Nei fondi pensione obbligatoria un’area finanza

La Covip alza l’asticella e le strutture interne ai fondi pensione provano ad adeguarsi. Facendo innanzitutto buon viso a cattivo gioco: perché arrivano una serie di carichi organizzativi da formalizzare, appesantendo le strutture e facendo lievitare i costi. Il che colpisce i fondi pensione di categoria, ma non di rado anche le forme profit: fondi aperti e Pip. Andiamo con ordine.

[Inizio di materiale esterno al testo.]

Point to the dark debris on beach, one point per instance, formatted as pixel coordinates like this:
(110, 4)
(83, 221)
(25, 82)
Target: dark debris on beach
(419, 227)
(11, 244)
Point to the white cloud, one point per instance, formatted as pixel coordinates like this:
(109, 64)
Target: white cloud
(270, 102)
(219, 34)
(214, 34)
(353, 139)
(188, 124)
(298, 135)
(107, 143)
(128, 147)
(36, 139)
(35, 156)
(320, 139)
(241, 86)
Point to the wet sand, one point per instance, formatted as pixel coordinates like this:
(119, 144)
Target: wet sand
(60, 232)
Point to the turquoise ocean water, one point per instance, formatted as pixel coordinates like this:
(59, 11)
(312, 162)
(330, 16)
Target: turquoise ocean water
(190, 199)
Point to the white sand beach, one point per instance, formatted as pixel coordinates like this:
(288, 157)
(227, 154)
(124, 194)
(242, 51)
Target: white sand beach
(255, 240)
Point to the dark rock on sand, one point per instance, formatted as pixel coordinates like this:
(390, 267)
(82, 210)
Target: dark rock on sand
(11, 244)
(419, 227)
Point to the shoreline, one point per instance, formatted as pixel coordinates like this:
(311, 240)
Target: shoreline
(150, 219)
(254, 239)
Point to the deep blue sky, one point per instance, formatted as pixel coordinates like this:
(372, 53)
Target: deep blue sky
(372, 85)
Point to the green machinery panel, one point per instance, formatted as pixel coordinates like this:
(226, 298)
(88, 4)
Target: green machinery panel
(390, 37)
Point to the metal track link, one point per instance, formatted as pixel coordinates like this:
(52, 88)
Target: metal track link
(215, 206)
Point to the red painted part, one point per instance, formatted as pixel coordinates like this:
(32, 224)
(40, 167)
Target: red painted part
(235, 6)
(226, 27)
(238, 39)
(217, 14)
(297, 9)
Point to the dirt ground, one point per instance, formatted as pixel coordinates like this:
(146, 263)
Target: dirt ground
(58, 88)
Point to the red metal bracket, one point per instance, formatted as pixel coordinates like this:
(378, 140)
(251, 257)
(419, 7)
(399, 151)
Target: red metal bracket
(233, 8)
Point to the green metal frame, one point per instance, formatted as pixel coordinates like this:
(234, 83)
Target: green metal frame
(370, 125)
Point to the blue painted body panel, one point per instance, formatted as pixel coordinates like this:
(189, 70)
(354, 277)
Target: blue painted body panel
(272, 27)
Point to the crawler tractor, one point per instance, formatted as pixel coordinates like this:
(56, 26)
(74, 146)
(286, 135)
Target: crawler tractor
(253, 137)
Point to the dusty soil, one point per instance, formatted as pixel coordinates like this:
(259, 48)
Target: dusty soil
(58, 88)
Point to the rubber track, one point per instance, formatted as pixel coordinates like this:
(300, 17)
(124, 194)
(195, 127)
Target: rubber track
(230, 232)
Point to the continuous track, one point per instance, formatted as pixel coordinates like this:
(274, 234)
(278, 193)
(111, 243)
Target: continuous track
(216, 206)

Al termine di un breve periodo di consultazione pubblica, la Commissione di vigilanza sui fondi pensione ha dettato le disposizioni in materia di politiche di investimento, imponendo di redigere un documento che deve contenere «gli obiettivi che si intende realizzare nella gestione finanziaria, i criteri con i quali si prevede di attuarla, i compiti e le responsabilità dei soggetti coinvolti nelle varie fasi del processo di investimento, la modalità con cui si prevede di gestire il controllo del rischio e la valutazione dei risultati». Attività certo non ignote ai fondi pensione; cambia, però, se la vigilanza chiede di formalizzare tutti i passaggi. La definizione di una struttura finanza può comportare un aggravio di costi per buona parte di quei fondi pensione di dimensioni ridotte che non hanno professionalità specifiche al loro interno e che operano, per gran parte della propria attività, grazie al volontarismo di alcuni soggetti coinvolti. Una vera e propria area finanza può comportare un aggravio di costi anche superiore al 40% per alcune realtà.
Proprio per la scelta di chi dovrà ricoprire queste funzioni, Covip ribadisce «la necessità che gli stessi debbano possedere un elevato livello di professionalità, di conoscenze e di esperienza, oltre a caratterizzarsi per l'assoluta indipendenza rispetto a chi è incaricato della gestione». Un profilo che pare tagliato su misura, tra i negoziali, su come come Cometa (metalmeccanici), Fonchim (chimici), Fondenergia (gruppo Eni) o Fon.Te (commercio e turismo). Nelle altre strutture le funzioni indicate da Covip sono in gran parte ricoperte, ma quasi mai da attuari o dirigenti esperti in materia finanziaria. «Abbiamo un Cda qualificato, con molte professionalità derivanti dall’area finanza delle Fs – dice Sergio Slavec, direttore di Eurofer (ferrovie) –; cui si aggiunge Riccardo Cesari, che è ancora nostro consigliere, nell’ultimo dei suoi tre mandati».
«La Covip ha riconosciuto l’esistenza di diverse tipologie di forme – dice Valeria Cavagna, direttore generale di Foncer (ceramica) –; quelli che si possono strutturare e quelli che vengono invitati in sostanza a un esame di coscienza sulla propria fisionomia». Il mercato va verso una segmentazione: i soggetti più strutturati, quelli che adotteranno una gestione sostanzialmente passiva e infine coloro che si troveranno di fronte al dilemma se fondersi o metter a fattor comune alcune operatività, soprattutto in materia finanziaria. «Assofondipensione può essere il luogo ove i fondi si incontrano per trovare soluzioni comuni – dice Flavio Casetti, segretario generale dell’associazione –; tenendo conto che noi siamo facilitatori di progetti, non un gestore di servizi».